Accade così – è successo molte volte, succede in questi giorni e accadrà di nuovo se non cambieranno le regole – che inizino ad arrivare solleciti di pagamento da parte del provider “ospite”, o della telco a cui ci si è agganciati, e che giungano poi minacce di sospensione del servizio che si possono tradurre nel taglio tout-court delle linee . Quando questo avviene, le decine o centinaia di realtà che si erano affidate al non-provider si trovano letteralmente fuori dalla rete, e mi dicono che alla redazione di Punto Informatico arrivino ormai quotidianamente segnalazioni di “guasti” di questo genere.
Inaffidabilità, incompetenza, incapacità di comunicare con i propri clienti e di gestire il trittico servizi-tariffe-garanzie: è questo in sintesi il male di cui soffre il mercatino della connettività all’italiana.

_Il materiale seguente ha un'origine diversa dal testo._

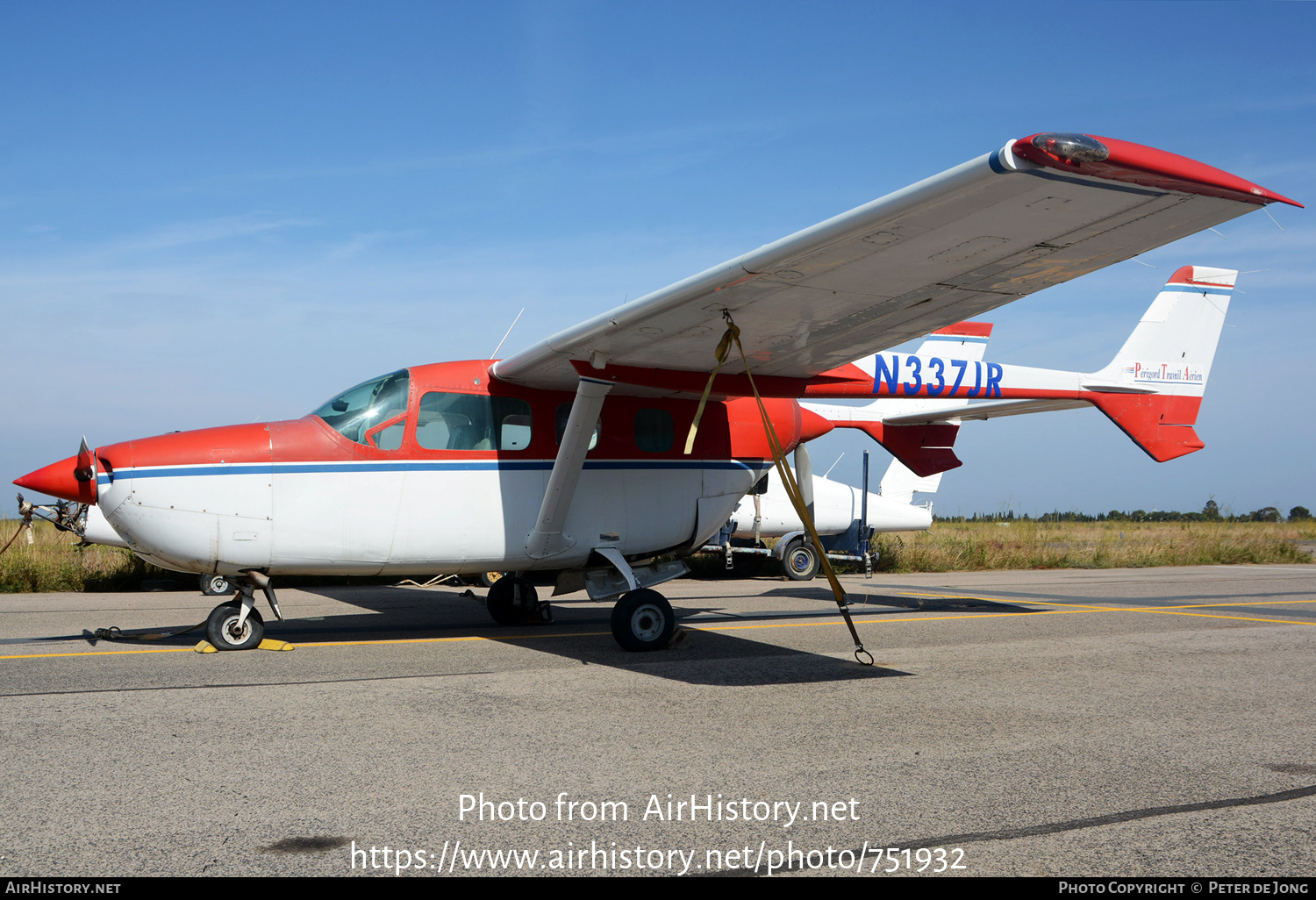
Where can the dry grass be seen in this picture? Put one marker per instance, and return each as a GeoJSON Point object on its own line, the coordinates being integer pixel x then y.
{"type": "Point", "coordinates": [965, 546]}
{"type": "Point", "coordinates": [53, 563]}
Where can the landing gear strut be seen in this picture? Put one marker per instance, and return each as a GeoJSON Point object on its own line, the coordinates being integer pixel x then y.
{"type": "Point", "coordinates": [228, 629]}
{"type": "Point", "coordinates": [236, 625]}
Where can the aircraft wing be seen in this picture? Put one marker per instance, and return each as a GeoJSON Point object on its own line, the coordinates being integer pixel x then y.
{"type": "Point", "coordinates": [1037, 212]}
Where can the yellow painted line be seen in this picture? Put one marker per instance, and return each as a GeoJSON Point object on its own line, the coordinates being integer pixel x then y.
{"type": "Point", "coordinates": [99, 653]}
{"type": "Point", "coordinates": [1092, 605]}
{"type": "Point", "coordinates": [1065, 608]}
{"type": "Point", "coordinates": [315, 644]}
{"type": "Point", "coordinates": [470, 637]}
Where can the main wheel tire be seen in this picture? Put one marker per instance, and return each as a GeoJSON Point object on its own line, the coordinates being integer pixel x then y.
{"type": "Point", "coordinates": [216, 586]}
{"type": "Point", "coordinates": [642, 620]}
{"type": "Point", "coordinates": [221, 632]}
{"type": "Point", "coordinates": [800, 561]}
{"type": "Point", "coordinates": [512, 602]}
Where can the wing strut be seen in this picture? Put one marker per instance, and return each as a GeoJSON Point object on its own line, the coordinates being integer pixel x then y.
{"type": "Point", "coordinates": [792, 489]}
{"type": "Point", "coordinates": [547, 539]}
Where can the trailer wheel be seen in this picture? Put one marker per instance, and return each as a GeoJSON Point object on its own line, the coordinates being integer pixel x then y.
{"type": "Point", "coordinates": [216, 586]}
{"type": "Point", "coordinates": [800, 561]}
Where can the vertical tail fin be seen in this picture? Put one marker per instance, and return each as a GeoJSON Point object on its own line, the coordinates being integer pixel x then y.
{"type": "Point", "coordinates": [1153, 387]}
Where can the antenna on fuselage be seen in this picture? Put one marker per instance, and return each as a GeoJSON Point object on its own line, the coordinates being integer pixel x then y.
{"type": "Point", "coordinates": [508, 332]}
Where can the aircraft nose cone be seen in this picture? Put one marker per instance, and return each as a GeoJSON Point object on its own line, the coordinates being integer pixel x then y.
{"type": "Point", "coordinates": [60, 481]}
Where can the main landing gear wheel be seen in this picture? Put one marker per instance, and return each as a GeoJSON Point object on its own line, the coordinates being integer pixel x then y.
{"type": "Point", "coordinates": [642, 620]}
{"type": "Point", "coordinates": [216, 586]}
{"type": "Point", "coordinates": [800, 562]}
{"type": "Point", "coordinates": [221, 628]}
{"type": "Point", "coordinates": [512, 602]}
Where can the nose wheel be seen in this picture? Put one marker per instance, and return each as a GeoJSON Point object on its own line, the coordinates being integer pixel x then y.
{"type": "Point", "coordinates": [642, 620]}
{"type": "Point", "coordinates": [228, 629]}
{"type": "Point", "coordinates": [236, 625]}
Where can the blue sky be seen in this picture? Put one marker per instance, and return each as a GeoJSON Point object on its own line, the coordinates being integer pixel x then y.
{"type": "Point", "coordinates": [223, 213]}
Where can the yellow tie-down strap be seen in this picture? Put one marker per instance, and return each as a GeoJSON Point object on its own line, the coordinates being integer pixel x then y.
{"type": "Point", "coordinates": [783, 470]}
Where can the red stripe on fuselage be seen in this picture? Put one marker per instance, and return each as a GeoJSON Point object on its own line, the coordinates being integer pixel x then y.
{"type": "Point", "coordinates": [728, 431]}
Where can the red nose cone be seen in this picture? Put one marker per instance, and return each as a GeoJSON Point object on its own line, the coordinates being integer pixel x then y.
{"type": "Point", "coordinates": [58, 481]}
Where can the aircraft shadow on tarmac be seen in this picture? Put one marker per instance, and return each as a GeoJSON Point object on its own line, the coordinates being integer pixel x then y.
{"type": "Point", "coordinates": [581, 632]}
{"type": "Point", "coordinates": [863, 599]}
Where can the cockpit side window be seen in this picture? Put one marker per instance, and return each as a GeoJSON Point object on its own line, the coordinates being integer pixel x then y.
{"type": "Point", "coordinates": [471, 421]}
{"type": "Point", "coordinates": [354, 413]}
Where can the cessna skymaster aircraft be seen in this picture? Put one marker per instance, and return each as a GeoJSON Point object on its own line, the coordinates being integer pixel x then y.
{"type": "Point", "coordinates": [520, 465]}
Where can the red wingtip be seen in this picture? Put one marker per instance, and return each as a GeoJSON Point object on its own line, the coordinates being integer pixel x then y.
{"type": "Point", "coordinates": [1141, 165]}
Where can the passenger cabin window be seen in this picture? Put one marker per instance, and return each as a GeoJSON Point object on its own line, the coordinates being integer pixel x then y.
{"type": "Point", "coordinates": [360, 413]}
{"type": "Point", "coordinates": [560, 425]}
{"type": "Point", "coordinates": [471, 421]}
{"type": "Point", "coordinates": [654, 431]}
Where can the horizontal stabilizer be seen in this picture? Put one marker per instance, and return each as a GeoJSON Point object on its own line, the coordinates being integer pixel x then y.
{"type": "Point", "coordinates": [900, 484]}
{"type": "Point", "coordinates": [958, 341]}
{"type": "Point", "coordinates": [1158, 423]}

Molto ci sarebbe da dire sui motivi, su come i provider che hanno dato vita alla rete italiana siano stati schiacciati negli anni da normative dissennate, da un’Autorità TLC fino ad oggi distratta, da un monopolio che è stato conservato integro: se tutto ciò sia stato pianificato o meno lo lascio dire ad altri, di certo anno dopo anno si è fatto tutto il possibile per togliere di mezzo concetti come esperienza e qualità del servizio delegando tutto a pubblicità, a call center tanto diffusi quanto inaffidabili, e a tariffe tarate su volontà e desideri di sua maestà il gestore unico delle infrastrutture. Gli unici a poter cambiare le cose sono i clienti dei non-provider: rivolgano la propria attenzione a chi la rete l’ha messa in piedi, chiedano consiglio ai veri professionisti del settore, indaghino su chi sono i propri fornitori. Per ottenere garanzie vere, oggi, occorre saper resistere alle sirene dell’ offertissima e scegliere chi ancora ritiene, per tradizione e per DNA, che la rete sia una cosa seria.